As Competition and Markets Authority admits it cannot challenge £6.3bn deal: Green light for private equity swoop on supermarket Morrisons
- Fortress’s £6.3billion takeover of Morrisons moved a step closer after the competition watchdog cleared the path for the deal
- The private equity-led consortium revealed the CMA had confirmed it will not intervene if shareholders vote its 254p-per-share offer through next month
- The supermarket’s board has already backed Fortress’s bid, meaning shareholders are now the last line of defence against the controversial takeover
Fortress’s £6.3billion takeover of Morrisons moved a step closer after the competition watchdog cleared the path for the deal.
The private equity-led consortium yesterday revealed the Competition and Markets Authority (CMA) had confirmed it will not intervene if shareholders vote its 254p-per-share offer through next month.
The supermarket’s board has already backed Fortress’s bid, meaning shareholders are now the last line of defence against the controversial takeover.
Signing off?: The CMA had been urged by MPs to intervene but the watchdog’s chief Andrea Coscelli warned the body did not have the powers to step in
The CMA had been urged by MPs to intervene but the watchdog’s chief Andrea Coscelli warned the body did not have the powers to step in.
In a letter to the business select committee, Coscelli raised concerns about private equity takeovers, in particular job losses and the prospect of lower taxes for the Treasury.
But he added that there was no proof that the Morrisons deal was highly leveraged and would therefore collapse or that it would be detrimental to competition in the UK.
Fortress’s only other UK retail asset is Majestic Wines, which has 190 UK stores.
Coscelli, chief executive of the watchdog since 2016, said: ‘Private equity acquisitions can be highly leveraged, which can make the target companies more vulnerable to failure.’
But he added: ‘The CMA would need to show that the levels of debt being taken on as a result of the acquisition are such that the target would be likely to fail post merger, or at least that its financial position would be affected to such a degree that it would become a significantly weaker competitor.’
Darren Jones, chairman of the business select committee, said Coscelli’s response suggested that ‘questions remain for government about whether the right regulatory checks and balances are in place to ensure consumers, workers and pensioners are protected in the most significant takeovers’. Ministers have the power to intervene on the basis of national security, media plurality, stability of the UK financial system, and to prevent public health emergencies – but it is rare that they use these powers.
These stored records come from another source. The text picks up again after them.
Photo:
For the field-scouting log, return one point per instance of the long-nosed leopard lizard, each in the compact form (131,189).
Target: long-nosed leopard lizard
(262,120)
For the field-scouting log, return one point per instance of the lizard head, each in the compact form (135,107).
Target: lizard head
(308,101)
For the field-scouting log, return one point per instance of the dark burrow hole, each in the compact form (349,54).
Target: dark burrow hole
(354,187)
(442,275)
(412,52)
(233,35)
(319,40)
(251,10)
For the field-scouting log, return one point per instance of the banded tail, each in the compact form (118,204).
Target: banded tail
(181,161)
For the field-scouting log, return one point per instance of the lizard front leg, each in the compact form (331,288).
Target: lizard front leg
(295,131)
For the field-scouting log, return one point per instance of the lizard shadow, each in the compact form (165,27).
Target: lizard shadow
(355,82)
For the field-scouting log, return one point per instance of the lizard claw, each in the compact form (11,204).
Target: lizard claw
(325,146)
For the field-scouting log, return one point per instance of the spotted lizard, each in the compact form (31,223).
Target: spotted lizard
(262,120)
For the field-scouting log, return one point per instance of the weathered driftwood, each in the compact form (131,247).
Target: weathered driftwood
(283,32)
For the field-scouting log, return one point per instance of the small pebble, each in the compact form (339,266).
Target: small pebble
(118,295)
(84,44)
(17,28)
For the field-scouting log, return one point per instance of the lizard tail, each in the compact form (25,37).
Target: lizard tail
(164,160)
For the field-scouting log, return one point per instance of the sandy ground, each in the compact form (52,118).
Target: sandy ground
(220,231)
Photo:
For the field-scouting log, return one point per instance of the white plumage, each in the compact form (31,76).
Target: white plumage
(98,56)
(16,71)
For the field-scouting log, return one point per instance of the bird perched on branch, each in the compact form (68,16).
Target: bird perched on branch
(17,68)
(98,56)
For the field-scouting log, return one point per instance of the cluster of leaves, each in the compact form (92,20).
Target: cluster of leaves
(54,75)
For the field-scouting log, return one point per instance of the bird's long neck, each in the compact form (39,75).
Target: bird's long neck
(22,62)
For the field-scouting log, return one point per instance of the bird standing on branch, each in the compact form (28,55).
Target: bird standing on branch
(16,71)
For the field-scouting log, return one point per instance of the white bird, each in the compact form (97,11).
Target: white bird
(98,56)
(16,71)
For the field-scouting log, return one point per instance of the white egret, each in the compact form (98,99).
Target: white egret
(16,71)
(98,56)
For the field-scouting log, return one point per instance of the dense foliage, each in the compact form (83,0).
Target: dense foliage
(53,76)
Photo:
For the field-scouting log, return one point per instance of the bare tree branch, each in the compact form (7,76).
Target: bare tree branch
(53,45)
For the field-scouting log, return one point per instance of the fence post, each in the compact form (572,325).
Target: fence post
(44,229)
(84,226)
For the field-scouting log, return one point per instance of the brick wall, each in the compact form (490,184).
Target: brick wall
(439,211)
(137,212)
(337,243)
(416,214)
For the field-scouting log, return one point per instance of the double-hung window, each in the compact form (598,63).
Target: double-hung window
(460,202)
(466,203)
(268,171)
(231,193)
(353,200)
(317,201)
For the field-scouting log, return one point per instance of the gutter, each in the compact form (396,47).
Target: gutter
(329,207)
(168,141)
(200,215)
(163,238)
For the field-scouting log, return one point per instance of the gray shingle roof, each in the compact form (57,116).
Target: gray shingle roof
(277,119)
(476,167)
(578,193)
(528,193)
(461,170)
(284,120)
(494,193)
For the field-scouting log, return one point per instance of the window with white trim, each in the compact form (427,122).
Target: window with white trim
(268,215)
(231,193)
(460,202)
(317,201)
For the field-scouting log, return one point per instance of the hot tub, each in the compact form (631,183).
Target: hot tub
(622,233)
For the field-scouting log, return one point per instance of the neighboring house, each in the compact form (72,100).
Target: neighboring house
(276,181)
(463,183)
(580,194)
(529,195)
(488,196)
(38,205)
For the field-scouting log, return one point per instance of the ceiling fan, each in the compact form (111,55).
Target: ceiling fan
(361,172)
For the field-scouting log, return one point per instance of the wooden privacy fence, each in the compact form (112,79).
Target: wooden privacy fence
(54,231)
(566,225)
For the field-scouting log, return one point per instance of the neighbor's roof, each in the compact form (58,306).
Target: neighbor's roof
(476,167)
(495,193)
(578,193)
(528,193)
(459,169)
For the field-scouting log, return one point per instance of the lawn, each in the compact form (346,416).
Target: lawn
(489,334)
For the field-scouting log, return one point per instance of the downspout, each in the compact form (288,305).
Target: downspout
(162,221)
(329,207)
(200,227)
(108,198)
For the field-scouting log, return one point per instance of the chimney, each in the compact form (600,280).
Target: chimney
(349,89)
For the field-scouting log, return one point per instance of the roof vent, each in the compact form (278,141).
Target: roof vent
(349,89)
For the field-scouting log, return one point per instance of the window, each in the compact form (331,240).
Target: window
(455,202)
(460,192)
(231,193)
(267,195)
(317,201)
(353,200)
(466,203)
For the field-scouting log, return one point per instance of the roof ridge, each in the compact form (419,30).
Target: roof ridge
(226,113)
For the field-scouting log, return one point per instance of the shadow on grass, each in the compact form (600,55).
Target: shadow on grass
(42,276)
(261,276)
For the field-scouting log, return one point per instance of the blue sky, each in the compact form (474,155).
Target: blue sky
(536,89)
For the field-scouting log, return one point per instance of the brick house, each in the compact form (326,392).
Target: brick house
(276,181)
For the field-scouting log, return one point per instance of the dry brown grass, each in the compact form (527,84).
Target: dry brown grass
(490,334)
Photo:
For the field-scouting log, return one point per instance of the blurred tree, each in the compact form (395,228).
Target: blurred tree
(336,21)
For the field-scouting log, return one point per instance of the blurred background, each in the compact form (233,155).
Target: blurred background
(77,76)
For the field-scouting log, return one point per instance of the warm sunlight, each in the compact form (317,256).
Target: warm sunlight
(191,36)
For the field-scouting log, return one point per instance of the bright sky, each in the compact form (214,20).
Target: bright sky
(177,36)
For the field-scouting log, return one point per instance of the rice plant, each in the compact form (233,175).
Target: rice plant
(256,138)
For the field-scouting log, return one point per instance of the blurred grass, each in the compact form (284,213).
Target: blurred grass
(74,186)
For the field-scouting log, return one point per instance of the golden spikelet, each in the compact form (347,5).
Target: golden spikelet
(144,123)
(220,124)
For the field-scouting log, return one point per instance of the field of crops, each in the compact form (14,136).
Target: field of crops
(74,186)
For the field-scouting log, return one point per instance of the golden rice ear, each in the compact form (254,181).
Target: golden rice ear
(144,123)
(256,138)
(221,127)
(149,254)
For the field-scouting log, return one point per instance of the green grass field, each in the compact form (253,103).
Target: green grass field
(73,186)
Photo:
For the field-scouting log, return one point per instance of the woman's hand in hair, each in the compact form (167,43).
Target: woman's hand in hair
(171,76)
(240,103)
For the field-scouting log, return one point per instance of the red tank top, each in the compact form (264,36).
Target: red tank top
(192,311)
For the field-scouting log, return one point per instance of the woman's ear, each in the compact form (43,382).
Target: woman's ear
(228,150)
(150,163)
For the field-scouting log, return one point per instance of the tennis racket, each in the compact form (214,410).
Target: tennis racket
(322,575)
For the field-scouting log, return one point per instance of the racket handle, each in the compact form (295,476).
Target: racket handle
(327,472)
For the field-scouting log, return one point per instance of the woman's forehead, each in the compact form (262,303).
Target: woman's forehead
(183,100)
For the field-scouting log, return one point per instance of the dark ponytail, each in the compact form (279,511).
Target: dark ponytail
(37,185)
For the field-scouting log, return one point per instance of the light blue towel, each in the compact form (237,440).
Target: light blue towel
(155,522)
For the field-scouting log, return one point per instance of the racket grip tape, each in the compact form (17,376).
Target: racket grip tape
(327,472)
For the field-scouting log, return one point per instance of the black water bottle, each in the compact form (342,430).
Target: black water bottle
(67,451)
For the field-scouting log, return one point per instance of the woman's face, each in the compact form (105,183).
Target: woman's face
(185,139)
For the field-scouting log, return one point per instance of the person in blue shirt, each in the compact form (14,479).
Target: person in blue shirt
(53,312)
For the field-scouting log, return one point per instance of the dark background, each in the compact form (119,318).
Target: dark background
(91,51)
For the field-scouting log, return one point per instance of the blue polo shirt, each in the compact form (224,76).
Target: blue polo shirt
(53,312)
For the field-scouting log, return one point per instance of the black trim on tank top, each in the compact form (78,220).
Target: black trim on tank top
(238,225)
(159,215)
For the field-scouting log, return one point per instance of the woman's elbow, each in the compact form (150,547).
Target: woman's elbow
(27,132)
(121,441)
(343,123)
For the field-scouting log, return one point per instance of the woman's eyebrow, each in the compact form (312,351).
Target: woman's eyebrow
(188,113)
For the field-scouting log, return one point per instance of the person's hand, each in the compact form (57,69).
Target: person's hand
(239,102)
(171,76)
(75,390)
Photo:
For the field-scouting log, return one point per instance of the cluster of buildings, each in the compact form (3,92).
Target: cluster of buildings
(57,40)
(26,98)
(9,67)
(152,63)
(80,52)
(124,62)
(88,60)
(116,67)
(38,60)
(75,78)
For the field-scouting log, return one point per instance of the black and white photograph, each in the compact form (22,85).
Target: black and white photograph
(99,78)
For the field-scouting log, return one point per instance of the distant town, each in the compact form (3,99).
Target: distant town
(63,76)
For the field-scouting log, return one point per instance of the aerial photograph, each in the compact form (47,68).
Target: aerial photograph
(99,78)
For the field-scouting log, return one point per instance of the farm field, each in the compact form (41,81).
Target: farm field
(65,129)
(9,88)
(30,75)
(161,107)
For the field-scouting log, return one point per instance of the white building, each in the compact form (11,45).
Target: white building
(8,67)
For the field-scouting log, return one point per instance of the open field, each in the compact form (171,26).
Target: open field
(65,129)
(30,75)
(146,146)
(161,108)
Morrisons looks more vulnerable than ever but there is hope that shareholders could yet step in and save the day by voting against the deal.
This week five investors, which together hold 22 per cent of Morrisons’ shares, publicly denounced the bid putting a successful takeover into greater doubt.
Legal & General, the eighth-largest investor in the company, has warned the supermarket chain should not be taken private for the ‘wrong reasons’.
While Silchester, the group’s largest shareholder, also said ‘there is little in the offer that could not be achieved by Morrisons as a listed company’.
The consortium led by Fortress must win the support of 75 per cent of shareholders to take control of the supermarket.
Analysts have suggested 270p to 280p may be enough to clinch the deal, although prices of up to 314p, or £7.8billion, have been mooted.
Both CD&R and Fortress, whose backers include the Singaporean sovereign wealth fund, are believed to have ample firepower to raise their bid if required, but are weighing up how much they need to offer.
Morrisons shares climbed again yesterday, by 1.1 per cent, or 3p, to 267.6p, suggesting the market expected that Fortress, or rival private equity bidder Clayton Dubilier & Rice (CD&R), would offer a higher price.